# Fuente Alimentacion Digital (Colaboración en el diseño)



## rodri_go100 (Sep 1, 2010)

Hola a todos, llevaba tiempo queriendo hacer una fuente controlada por microcontrolador Atmel y con pantalla para la visualización de la Tensión y la corriente, asi como de un unico Encoder rotativo para controlar la tension y la corriente maxima.
Despues de mirar y mirar, solo encontre la que hizo Valdorre y la modificada por FelixLs.
Pero no me gustaba la idea de tener la carga no conectada a masa, ya que en un futuro me gustaria actualizarla y que fuera simetrica, pues bien, me decidi a hacerla cogiendo ideas de esas, pero cambiando muchas cosas.

Ya la tengo diseñada y montada, pero me da problemas al leer la corriente que pasa por la resistencia sensora, (en el esquema R2), en vez de salir una señal continua como era de esperar, me sale una señal cuadrada con un nivel de continua, bueno os paso el esquema y fotos de osciloscopio para que veais las señales, si necesitais alguna señal de algun punto del circuito me lo decis y la pongo sin problemas. 

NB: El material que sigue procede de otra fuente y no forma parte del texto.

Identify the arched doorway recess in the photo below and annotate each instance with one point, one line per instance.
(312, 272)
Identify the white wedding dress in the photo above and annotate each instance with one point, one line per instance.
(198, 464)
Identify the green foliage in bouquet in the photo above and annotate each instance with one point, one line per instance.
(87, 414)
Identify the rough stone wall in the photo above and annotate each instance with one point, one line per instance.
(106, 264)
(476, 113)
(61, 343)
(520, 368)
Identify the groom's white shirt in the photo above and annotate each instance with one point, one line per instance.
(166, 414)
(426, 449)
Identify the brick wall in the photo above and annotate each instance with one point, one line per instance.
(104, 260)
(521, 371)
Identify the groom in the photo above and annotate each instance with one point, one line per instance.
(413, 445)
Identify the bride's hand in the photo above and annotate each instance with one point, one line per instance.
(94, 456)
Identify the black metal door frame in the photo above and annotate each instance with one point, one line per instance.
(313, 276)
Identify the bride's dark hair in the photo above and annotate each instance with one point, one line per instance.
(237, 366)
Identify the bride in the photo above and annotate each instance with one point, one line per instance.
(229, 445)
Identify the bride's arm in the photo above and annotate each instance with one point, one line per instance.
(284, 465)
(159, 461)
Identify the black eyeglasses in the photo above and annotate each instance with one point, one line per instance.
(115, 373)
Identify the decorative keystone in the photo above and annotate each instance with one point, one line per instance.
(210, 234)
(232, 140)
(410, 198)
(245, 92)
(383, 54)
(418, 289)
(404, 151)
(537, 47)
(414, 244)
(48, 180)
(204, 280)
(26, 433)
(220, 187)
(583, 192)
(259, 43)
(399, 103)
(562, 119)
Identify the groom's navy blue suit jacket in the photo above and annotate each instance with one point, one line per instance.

A ver si me podeis echar una mano 

Gracias!

http://img819.imageshack.us/i/fuentealimentacion.jpg/


----------



## dragondgold (Sep 1, 2010)

Te hago una pregunta, como funciona eso del control de corriente por PWM? No es que si varias el duty o la frecuencia de los pulsos vas a tener mas o menos tension? Como controlas la corriente?

Saludos y gracias


----------



## rodri_go100 (Sep 1, 2010)

A ver, Vario el duty y por tanto en la entrada del AO U3D, y mediante R11 C3 y R1 obtengo una tensión continua que depende del duty de la PWM, luego la comparo con la tensión que me da el U3A (que me da en forma de tensión la corriente por R2). 

Mientras la tensión de referencia (entrada PWM) sea mayor que la corriente por R2 a la salida del U3D tendre la tensión de alimentación, y por tanto satura Q3 y funciona la regulación de tensión.

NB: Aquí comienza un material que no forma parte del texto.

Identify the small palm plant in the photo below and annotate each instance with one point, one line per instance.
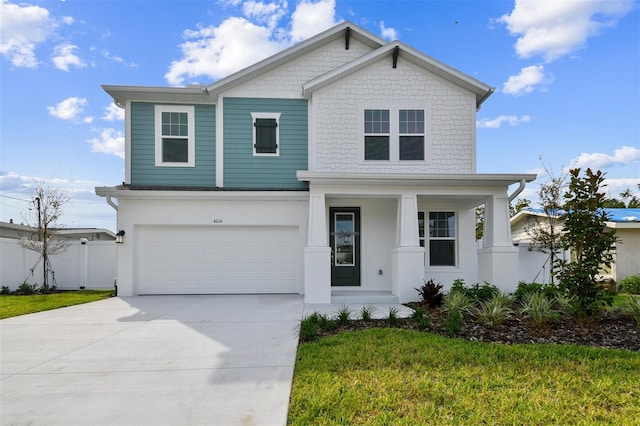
(494, 311)
(367, 313)
(538, 307)
(343, 315)
(456, 304)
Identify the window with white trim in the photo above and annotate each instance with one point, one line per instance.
(394, 134)
(421, 234)
(442, 238)
(376, 134)
(266, 133)
(174, 136)
(411, 134)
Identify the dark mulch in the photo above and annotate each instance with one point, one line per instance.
(613, 330)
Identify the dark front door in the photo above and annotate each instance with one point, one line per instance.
(345, 246)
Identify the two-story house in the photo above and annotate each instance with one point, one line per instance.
(342, 166)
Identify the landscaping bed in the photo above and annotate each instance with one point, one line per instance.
(614, 330)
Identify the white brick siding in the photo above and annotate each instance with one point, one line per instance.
(286, 81)
(336, 130)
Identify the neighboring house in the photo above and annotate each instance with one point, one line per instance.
(344, 166)
(625, 221)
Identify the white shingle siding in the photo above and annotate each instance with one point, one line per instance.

Si la tensión de referencia es menor que la corriente por R2, a la salida del U3D tendre 0v (o cercano) y por tanto cortara el transistor Q3 y la regulacion de tensión no funcionara adecuadamente y la corriente quedara limitada a la que mandes en forma de tensión por la entrada PWM.

El problema que tengo es que el U3A no me da la tensión equivalente a la corriente por R2, estoy un poco cansado de probar y comprobar cosas y no se que pasa, en el simulador todo funciona muy bien, pero montado no va.
Eso si, todo lo demás va perfecto.

Un saludo

Bueno, al final he dado con el problema, es que el AO necesita tener un poco de tensión negativa en la alimentación para poder dar tensiones proximas a 0v en la salida, y en la lectura de la corriente la tensión es tan pequeña que el Ao no podia dar esa tensión y salian cosas raras.
Os pongo el esquema modificado, probado y funcionando.
Cuando tenga todo diseñado, pondre aqui la PCB y todos los esquemas.


----------



## Nilfred (Sep 1, 2010)

No veo el inductor en tu esquema, pero ponele h.
¿Es el conversor de corriente en tensión del datasheet del LM324?
¿Una foto del osciloscopio en la simulación para ver como debería ser?


----------



## rodri_go100 (Sep 1, 2010)

Nilfred dijo:


> No veo el inductor en tu esquema, pero ponele h.
> ¿Es el conversor de corriente en tensión del datasheet del LM324?
> ¿Una foto del osciloscopio en la simulación para ver como debería ser?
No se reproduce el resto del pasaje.